The conference presented human resource professionals
from across the University with views of diversity from
outside Harvard. Roosevelt Thomas Jr., author of four books
on diversity and former assistant professor at Harvard
Business School, began by challenging the audience to
define diversity.
Most people believe diversity means getting more people
of different racial and ethnic backgrounds into the
workplace, Thomas said. He disagreed that that constituted
diversity. He called such a numbers-focused strategy
"representation," not diversity.
Diversity, he said, involves embracing the differences
among people and making those differences a strength. Too
often, he said, when people from different ethnic or racial
groups are brought into the workplace, they are hired for
their skills and told to leave what makes them different ‹
whether it's a way of dress, hair style, or speech ‹ at
home.
Diversity means differences, Thomas said, and it already
exists in some form in most settings. There are old and
young members of the workforce, people with families and
without, those with numerous degrees and those with none.
The hard part in embracing diversity in a meaningful
way, Thomas said, is in separating requirements to do a
good job from preferences and traditions that have grown
up over time and are seen as job requirements.
Preferences and traditions, for example, would be that
men wear suits, are clean shaven, and wear short hair,
even though none of those directly impact their job
performance, he said.
In encouraging workforce diversity, Thomas said,
companies have to focus on the job requirements and allow
individual variations on things that do not affect
performance.
"When I talk about diversity, I'm talking
about the ties that bind and the differences that make us
unique," Thomas said.
Other outside perspectives were provided by a panel
consisting of executives from BankBoston, Southern
California Edison, and CareGroup -- the health care system
formed in 1996 by the merger of Beth Israel, Deaconess,
and Mount Auburn hospitals.
Ira Jackson, executive vice president for BankBoston,
said BankBoston's turnaround from near bankruptcy
in the early 1990s was at least partly due to its willingness
to embrace diversity -- not just in its employees, but also in
its customers.
Like all banks, BankBoston is required to provide banking
services in underserved neighborhoods, such as poor city
neighborhoods. Rather than simply fulfilling that
requirement as quickly as possible, Jackson said, the
company decided to really try to serve that community and
do it profitably.

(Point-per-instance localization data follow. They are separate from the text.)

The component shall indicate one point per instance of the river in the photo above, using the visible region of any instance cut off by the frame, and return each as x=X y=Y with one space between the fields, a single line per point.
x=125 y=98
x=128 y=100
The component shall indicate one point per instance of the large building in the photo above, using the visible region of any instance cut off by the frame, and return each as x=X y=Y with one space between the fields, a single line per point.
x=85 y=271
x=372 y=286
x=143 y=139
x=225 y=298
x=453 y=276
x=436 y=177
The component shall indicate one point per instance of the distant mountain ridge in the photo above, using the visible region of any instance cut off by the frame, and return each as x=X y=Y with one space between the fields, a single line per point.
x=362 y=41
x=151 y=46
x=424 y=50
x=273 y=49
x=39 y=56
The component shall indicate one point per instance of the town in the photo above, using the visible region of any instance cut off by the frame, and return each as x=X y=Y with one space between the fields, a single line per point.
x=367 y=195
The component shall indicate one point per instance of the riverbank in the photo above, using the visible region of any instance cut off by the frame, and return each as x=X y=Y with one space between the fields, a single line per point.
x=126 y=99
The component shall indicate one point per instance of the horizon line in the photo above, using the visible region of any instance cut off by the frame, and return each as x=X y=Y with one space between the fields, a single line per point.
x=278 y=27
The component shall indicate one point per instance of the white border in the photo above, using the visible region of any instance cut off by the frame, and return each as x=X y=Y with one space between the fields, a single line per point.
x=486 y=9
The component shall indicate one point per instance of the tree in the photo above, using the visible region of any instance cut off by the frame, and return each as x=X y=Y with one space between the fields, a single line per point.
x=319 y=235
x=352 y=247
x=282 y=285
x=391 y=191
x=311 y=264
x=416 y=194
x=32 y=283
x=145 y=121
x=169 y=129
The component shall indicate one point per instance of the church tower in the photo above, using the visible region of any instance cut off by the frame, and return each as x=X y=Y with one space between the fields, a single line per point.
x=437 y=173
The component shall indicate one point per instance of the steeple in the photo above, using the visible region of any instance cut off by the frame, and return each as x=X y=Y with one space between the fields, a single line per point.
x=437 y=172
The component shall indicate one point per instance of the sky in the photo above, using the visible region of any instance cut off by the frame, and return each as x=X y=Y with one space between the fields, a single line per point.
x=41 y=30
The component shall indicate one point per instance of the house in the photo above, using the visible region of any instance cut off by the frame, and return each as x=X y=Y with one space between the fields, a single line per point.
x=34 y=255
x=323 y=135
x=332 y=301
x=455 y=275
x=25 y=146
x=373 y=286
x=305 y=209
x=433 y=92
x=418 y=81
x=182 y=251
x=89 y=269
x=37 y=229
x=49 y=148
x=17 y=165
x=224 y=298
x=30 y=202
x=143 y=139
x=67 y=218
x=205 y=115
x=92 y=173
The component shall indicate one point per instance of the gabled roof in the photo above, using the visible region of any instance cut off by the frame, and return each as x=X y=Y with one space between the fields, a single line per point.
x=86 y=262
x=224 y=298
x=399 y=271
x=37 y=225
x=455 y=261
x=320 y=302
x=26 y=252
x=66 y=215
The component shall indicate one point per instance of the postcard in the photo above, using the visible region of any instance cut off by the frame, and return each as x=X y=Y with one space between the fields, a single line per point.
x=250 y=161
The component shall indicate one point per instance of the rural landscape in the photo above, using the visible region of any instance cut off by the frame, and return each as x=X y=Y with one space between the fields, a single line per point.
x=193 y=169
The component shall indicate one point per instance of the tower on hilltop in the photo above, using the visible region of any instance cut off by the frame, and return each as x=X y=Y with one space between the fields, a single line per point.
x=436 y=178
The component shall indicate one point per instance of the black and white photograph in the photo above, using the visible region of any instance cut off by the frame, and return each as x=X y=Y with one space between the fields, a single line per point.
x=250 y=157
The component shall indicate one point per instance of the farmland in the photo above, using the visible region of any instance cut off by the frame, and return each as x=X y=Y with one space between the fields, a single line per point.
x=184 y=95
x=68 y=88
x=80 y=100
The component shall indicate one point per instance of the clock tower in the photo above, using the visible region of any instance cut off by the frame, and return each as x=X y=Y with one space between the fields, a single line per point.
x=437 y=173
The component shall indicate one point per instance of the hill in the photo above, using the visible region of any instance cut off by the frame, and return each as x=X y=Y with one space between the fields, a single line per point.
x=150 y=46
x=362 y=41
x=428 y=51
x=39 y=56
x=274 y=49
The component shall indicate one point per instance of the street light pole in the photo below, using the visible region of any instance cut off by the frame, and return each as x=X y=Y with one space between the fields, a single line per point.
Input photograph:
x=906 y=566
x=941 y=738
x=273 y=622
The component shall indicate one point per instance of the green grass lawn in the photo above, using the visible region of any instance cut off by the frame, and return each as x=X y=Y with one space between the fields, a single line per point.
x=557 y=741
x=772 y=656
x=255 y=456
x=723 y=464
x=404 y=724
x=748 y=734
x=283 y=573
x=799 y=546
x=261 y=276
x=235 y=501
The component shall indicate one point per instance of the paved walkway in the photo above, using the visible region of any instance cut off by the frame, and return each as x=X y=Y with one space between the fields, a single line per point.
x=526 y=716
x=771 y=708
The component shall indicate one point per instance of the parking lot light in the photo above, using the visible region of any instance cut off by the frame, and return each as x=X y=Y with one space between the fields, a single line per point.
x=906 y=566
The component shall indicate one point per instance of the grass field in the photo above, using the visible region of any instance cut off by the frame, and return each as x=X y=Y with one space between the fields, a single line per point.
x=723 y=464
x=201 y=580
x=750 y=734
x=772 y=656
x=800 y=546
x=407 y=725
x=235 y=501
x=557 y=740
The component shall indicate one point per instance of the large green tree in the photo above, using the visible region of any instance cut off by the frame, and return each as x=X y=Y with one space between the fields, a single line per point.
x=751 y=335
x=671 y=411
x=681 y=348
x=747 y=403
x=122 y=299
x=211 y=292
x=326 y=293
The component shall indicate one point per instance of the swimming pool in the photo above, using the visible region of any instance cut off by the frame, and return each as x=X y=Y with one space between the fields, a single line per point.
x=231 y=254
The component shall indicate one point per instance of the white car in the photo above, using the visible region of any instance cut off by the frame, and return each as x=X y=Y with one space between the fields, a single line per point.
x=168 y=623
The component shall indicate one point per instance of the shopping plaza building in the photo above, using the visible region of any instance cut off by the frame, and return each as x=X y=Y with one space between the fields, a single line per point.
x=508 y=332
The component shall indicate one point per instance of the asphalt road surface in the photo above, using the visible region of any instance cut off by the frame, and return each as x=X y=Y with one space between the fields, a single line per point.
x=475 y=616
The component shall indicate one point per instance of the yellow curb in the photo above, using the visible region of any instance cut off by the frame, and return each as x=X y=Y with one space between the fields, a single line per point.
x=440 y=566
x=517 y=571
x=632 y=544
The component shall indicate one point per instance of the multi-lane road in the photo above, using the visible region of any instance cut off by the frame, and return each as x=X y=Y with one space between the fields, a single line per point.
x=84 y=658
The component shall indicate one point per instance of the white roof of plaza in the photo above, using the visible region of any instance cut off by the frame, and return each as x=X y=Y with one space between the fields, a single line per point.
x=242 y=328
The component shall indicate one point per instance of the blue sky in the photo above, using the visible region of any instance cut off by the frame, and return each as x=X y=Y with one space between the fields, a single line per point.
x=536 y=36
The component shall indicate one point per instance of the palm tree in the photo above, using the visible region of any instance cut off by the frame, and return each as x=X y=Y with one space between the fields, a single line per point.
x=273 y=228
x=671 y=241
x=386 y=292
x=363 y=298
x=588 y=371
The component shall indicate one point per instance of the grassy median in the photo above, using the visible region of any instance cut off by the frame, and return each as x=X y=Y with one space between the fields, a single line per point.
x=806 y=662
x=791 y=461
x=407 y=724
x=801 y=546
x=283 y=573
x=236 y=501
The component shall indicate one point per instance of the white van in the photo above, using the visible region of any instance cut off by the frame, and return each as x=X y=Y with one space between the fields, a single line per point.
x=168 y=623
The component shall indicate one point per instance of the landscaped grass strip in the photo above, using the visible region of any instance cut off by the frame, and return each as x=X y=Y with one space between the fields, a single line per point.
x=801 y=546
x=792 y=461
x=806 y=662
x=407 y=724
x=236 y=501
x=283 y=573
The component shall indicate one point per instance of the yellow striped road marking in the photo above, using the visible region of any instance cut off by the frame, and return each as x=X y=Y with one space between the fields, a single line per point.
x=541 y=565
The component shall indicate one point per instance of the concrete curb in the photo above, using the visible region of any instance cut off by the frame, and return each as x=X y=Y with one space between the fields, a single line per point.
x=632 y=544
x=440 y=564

The strategy worked, he said, and today
inner-city business contributes to BankBoston's
bottom line.
At CareGroup, officials strive to ensure that the
workplace is free of discrimination and to enact meaningful,
rather than gimmicky, changes, according to Mitchell
Rabkin, CareGroup's former chief executive officer and
professor of medicine at Harvard Medical School. Rabkin said
that in order for diversity efforts to really work, they have
to be supported by the company's leaders.
"It has to be embraced from the top," Rabkin
said.
Harvard's Associate Vice President for Equal
Opportunity Programs Jamie Hoyte said those in attendance
"undoubtedly found value in hearing how other
complex organizations have benefited from management
strategies that are based on the principle that workforce
diversity can be a very effective tool in accomplishing
organizational goals."
Provost Harvey Fineberg closed the conference,
reiterating the call for increased diversity among
Harvard's staff. Fineberg said diversity in the broad
sense should be natural at Harvard, since the University is
built upon individual excellence.
"The idea of individual thinking, individual ideas,
individual action is at the heart of our university,"
Fineberg said. "It's up to us to create the
conditions that allow each individual to contribute his or
her best to the mission of the whole."